Reckless caution or moral hazard?

A new term has entered the political lexicon in recent days, describing the reluctance of banks to lend money at levels previously seen. Such "reckless caution" is said to be causing further economic problems by stunting consumer spending, one of the key drivers of the economy in the past decade, now replaced by the Government advancing its own spending programme in an effort to stimulate the economy. But is it reckless?

The banks get told on the one hand that theyve been stupid with their policy of lending to anyone and everyone at rates which were clearly unacceptable and yet when the banks take the action they believe to be right, that of removing the drip of credit to protect themselves for the future, they get criticised for it accused of endangering the economy. I disagree that such action is recklessly cautious. If the banks do not take the action they are doing will we ever learn the lessons that the banks have, that such lending is unsustainable and was based upon us borrowing against hopes of continuing growth?

Moral hazard is a key principle we must never forget in relation to this credit crunch. Banks do learn from their mistakes and are rightly arguing that the action they are taking will be of long term benefit to the country, even if such benefits arent noticed now, which is why I warn against heavy government interference as is to be promoted in the Queens Speech.
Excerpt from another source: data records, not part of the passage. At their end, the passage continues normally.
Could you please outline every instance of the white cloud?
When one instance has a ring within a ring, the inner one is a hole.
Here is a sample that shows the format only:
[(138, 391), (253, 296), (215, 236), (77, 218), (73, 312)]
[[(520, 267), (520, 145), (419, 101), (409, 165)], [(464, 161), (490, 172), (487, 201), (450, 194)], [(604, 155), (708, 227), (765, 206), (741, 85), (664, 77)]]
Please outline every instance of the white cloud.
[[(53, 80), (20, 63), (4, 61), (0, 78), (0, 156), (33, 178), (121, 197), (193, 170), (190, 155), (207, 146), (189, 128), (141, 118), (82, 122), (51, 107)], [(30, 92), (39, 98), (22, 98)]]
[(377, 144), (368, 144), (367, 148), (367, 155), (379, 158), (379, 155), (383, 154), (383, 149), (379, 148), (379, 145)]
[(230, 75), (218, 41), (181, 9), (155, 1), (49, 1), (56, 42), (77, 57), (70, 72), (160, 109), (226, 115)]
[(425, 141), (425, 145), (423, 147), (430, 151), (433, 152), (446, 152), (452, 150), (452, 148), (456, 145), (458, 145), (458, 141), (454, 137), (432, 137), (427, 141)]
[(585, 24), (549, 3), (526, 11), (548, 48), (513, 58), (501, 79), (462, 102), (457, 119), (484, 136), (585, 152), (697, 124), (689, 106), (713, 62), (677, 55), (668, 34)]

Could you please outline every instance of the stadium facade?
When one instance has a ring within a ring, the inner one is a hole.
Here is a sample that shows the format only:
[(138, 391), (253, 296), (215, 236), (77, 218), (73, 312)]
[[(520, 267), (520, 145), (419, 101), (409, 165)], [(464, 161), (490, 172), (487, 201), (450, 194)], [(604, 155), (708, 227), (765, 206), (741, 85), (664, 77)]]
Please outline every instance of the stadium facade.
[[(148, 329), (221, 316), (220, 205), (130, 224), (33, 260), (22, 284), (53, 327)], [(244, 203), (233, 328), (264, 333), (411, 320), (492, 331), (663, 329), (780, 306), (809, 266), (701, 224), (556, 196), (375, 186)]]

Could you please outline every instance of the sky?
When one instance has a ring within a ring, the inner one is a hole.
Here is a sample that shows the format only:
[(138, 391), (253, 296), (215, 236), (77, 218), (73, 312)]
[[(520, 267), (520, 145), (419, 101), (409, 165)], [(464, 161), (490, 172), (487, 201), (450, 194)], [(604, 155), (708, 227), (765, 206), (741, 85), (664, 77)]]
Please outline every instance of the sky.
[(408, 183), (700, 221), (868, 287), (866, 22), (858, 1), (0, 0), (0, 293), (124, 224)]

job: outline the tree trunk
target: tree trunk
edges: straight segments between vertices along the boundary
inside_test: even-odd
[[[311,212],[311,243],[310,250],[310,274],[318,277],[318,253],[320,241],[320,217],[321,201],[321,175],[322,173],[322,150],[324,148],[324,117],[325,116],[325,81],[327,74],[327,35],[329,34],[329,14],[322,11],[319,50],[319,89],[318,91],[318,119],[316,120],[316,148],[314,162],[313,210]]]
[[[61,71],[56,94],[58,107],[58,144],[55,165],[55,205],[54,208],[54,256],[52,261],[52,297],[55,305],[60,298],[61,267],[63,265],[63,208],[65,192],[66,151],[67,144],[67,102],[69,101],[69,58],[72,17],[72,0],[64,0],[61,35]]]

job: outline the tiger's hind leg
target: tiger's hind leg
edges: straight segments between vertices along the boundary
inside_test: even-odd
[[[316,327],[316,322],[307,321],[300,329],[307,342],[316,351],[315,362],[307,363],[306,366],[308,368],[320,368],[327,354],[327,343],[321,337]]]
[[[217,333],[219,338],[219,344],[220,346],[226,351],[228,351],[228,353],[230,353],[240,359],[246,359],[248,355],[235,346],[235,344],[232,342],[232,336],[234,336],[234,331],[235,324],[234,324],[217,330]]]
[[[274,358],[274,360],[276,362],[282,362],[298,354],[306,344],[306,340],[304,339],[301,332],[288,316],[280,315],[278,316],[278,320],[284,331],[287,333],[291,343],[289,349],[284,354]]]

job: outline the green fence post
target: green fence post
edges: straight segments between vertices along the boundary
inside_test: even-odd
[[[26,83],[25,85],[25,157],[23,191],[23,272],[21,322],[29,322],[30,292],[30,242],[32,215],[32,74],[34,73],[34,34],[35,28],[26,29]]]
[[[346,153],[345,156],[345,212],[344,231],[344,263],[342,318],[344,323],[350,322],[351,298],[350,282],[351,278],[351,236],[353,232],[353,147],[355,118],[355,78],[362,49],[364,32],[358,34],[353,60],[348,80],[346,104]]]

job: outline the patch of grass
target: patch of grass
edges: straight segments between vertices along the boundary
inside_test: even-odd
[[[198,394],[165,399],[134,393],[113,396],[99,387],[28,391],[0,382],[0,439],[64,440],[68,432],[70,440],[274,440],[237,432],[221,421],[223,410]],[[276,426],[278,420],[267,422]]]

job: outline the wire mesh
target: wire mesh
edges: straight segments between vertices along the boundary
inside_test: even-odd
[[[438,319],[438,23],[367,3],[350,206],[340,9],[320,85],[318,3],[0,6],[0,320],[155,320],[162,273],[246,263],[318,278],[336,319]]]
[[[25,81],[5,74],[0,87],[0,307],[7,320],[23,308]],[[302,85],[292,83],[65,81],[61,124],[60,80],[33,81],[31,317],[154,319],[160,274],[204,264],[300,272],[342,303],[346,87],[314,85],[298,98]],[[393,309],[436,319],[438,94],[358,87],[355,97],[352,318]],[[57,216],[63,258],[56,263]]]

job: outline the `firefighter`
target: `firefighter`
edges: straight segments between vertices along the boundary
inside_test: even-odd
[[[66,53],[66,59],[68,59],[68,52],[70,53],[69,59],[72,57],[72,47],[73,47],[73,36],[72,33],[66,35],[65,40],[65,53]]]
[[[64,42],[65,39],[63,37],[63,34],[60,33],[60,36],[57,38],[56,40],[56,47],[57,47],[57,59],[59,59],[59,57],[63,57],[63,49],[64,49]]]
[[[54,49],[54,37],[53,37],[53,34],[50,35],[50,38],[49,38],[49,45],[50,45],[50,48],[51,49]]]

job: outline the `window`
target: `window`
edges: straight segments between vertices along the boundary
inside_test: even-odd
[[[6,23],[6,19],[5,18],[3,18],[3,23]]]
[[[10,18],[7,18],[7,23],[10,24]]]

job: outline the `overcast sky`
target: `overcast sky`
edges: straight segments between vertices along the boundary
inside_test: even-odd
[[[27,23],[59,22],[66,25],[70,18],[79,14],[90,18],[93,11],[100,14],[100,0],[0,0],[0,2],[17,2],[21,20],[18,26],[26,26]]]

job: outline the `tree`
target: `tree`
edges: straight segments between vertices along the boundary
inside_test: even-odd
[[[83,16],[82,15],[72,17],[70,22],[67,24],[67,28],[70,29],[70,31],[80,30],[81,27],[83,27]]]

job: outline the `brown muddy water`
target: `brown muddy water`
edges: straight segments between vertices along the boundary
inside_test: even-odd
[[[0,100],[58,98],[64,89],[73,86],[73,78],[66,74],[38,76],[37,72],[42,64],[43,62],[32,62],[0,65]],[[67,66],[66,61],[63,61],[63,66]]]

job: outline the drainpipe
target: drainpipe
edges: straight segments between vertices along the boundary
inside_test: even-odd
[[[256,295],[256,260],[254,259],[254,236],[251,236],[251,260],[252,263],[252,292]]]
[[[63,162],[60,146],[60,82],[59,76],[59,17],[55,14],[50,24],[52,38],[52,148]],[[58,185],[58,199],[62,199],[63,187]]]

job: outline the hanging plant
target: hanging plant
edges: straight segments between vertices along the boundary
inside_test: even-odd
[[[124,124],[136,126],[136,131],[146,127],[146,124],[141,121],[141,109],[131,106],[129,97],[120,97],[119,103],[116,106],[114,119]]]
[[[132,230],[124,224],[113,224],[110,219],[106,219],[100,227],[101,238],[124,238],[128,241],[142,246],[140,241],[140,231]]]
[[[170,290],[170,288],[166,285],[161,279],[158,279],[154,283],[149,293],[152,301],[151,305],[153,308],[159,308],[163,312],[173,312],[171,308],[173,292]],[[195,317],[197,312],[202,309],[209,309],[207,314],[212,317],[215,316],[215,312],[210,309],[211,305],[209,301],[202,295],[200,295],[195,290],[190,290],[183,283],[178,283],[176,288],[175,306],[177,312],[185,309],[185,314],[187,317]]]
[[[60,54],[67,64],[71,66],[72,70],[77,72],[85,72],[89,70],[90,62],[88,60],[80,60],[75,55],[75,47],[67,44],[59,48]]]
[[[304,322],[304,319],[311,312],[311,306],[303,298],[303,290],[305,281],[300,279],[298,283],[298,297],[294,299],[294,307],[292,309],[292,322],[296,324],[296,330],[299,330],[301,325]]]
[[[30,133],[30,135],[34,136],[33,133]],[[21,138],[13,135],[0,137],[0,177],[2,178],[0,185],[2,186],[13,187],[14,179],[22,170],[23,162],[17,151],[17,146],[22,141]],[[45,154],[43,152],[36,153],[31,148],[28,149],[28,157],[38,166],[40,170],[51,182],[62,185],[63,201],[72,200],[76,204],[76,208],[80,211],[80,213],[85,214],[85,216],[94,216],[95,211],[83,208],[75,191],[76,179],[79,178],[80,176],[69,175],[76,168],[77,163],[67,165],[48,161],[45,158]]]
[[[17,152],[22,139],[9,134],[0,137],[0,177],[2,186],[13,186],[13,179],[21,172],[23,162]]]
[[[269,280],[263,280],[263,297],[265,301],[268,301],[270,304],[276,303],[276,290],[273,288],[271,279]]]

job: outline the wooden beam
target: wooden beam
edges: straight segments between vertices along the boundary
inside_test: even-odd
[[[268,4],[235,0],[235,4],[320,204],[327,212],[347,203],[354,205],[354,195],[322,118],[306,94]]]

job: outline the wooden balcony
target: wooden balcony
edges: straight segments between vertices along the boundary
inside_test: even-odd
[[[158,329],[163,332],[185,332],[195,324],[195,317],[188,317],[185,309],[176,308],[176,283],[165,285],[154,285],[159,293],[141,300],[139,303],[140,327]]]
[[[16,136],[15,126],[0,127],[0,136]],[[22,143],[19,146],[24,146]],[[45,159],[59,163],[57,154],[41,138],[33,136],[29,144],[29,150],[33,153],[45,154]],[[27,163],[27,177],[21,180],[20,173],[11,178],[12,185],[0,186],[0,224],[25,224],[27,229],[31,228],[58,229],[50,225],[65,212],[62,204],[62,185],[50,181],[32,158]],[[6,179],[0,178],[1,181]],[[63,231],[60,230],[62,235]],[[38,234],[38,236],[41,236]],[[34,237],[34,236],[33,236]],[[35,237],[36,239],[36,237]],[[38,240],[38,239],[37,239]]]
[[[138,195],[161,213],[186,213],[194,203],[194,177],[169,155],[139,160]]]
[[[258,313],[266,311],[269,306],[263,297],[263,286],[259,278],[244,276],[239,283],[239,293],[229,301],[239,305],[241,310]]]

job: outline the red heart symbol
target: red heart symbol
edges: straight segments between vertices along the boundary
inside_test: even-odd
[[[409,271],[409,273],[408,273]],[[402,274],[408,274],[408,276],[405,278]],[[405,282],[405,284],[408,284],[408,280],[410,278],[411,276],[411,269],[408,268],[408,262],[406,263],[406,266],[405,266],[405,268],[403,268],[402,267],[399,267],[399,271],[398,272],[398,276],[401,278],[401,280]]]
Banks will never lend in that way again so such action by the Government is effectively pointless.

The principle of moral hazard applies to us as much as it applies to the banks. We are credit junkies and we need to learn that we helped cause this by taking the credit when it was offered and to now wean ourselves off, even if it takes longer to recover from the recession.

1 comment:

Anonymous said...

Credit consumption actually has very little to do with this mess. It rests in the mostly theoretical off-setting of debts against credits. The problem mainly being that a select few American financial types had found a way to repackage bad debt as top quality investments and then used smoke and mirrors to index and cross link it to make much more than there actually was.

When the unregualted debt creation started to bite it was the banks everywhere that got stung. The banks then realised that they could not trust each other but in turn needed to still be trusted because things only worked while they were borrowing and lending insane amounts to each other all day every day.

Now is simply an expensive time to use credit.